P. – Qual o papel de exposição como esta no Museu do Amanhã?
PP – Como formar um novo consumidor e disseminar a ideia de um consumo mais consciente? Acreditamos que temos de ser fomentadores também da discussão. Botar o problema na mesa e fazer com que todos nós reflitamos sobre a questão. A cultura é mecanismo importante para difundir informação. Alimenta o conhecimento e a alma.
Enxergamos a possibilidade de construir isso em um museu que se propõe a pensar o amanhã quando estamos falando de transição alimentar, a comida do amanhã. Tem tudo a ver. Juntamos o esforço do museu de provocar uma reflexão do que é trazer alimento para 10 bilhões de pessoas em 2050, com o momento que o Carrefour vive de fazer com que isso se concretize em loja e que impacte os hábitos de consumo do consumidor.
P. – Como atingir esse objetivo de alimentar 10 bilhões em um mundo em que ainda fome e abundância convivem?
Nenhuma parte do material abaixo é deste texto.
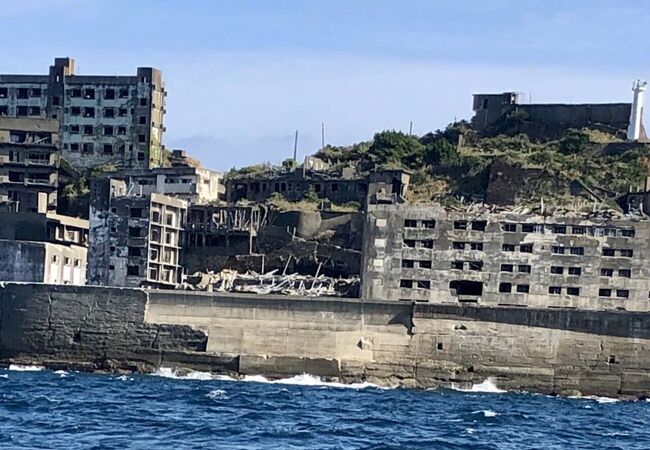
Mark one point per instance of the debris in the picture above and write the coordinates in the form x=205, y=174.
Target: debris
x=272, y=283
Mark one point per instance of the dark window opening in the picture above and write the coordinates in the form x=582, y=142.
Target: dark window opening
x=505, y=287
x=408, y=263
x=573, y=291
x=465, y=287
x=577, y=271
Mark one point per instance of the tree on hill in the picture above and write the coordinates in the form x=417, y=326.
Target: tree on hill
x=397, y=149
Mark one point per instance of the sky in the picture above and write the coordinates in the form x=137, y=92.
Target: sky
x=244, y=75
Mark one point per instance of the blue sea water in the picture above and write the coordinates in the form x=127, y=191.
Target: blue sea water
x=44, y=409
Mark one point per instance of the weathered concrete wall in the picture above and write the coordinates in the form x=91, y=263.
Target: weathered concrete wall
x=425, y=345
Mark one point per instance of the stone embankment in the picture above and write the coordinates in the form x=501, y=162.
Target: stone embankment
x=553, y=351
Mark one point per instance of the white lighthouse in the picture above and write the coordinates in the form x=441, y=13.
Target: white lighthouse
x=634, y=129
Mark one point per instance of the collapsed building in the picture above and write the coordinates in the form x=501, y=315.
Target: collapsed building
x=339, y=188
x=437, y=255
x=102, y=119
x=43, y=247
x=29, y=162
x=506, y=112
x=135, y=240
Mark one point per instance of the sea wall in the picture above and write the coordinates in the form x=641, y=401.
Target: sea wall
x=392, y=343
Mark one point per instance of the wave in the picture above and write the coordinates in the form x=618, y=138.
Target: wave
x=168, y=372
x=21, y=368
x=311, y=380
x=595, y=398
x=488, y=385
x=486, y=413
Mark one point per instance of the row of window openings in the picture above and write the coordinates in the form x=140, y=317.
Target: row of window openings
x=109, y=130
x=412, y=223
x=563, y=229
x=66, y=261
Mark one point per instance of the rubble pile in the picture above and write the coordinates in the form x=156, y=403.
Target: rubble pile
x=273, y=283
PP – Temos um desafio ambiental enorme. Precisamos pensar no planeta. Hoje já se produz comida o suficiente para suprimir a fome. O desperdício é monumental. Temos tecnologia para produzir de outro jeito. Temos condição de levar para a população hábitos de consumo mais saudáveis do ponto de vista nutricional. A saudabilidade está na diversidade à mesa. Muitas vezes as pessoas não têm acesso à comida ou quando têm comem mas não se alimentam. Estão de barriga cheia, porém vazias de nutrientes, com risco de virarem obesas e terem outros problemas de saúde.
P. – Vamos conseguir alimentar 10 bilhões de pessoas?
PP – As pré-condições para conseguir alimentar estes 10 bilhões já estão postas. Não precisamos derrubar floresta. O mesmo com a água. Depende da forma como se utilizam os recursos naturais. Há muito desperdício. Nas cidades, a perda hídrica é de 40%. É possível fazer as mesmas coisas que fazemos hoje de um jeito diferente.
P. – Com mais eficiência e aumento de produtividade?
PP – Sim. É termos eficiência no uso de recursos, na forma de comunicar e engajar o consumidor, o poder público e as empresas. Os formadores de opinião e a imprensa são um importante elo nisso. Devem promover, criticar. É assim que a gente vai conseguir mudar.
P. – Como vocês estão trabalhando o monitoramento da carne junto ao pequeno produtor?
PP – Nós acreditamos que é possível ter uma produção e um engajamento maior do pequeno produtor, respeitando alguns princípios que se perderam. Como o da regionalidade, da identidade local, da produção local como indutor de inserção socioeconômica. Temos um projeto chamado Produção Sustentável de Bezerros. Nessa fase de cria da pecuária bovina, ela é formada basicamente de pequenos produtores, muitos deles com poucos recursos para melhoria do pasto, melhoria nutricional e genética da produção. Falta acesso a crédito, gestão. Ele exaure um pasto e precisa de um novo. A alternativa que tem é derrubar floresta para criar pasto novo. Não faz isso de má-fé. Faz por desconhecimento ou por não ter uma alternativa.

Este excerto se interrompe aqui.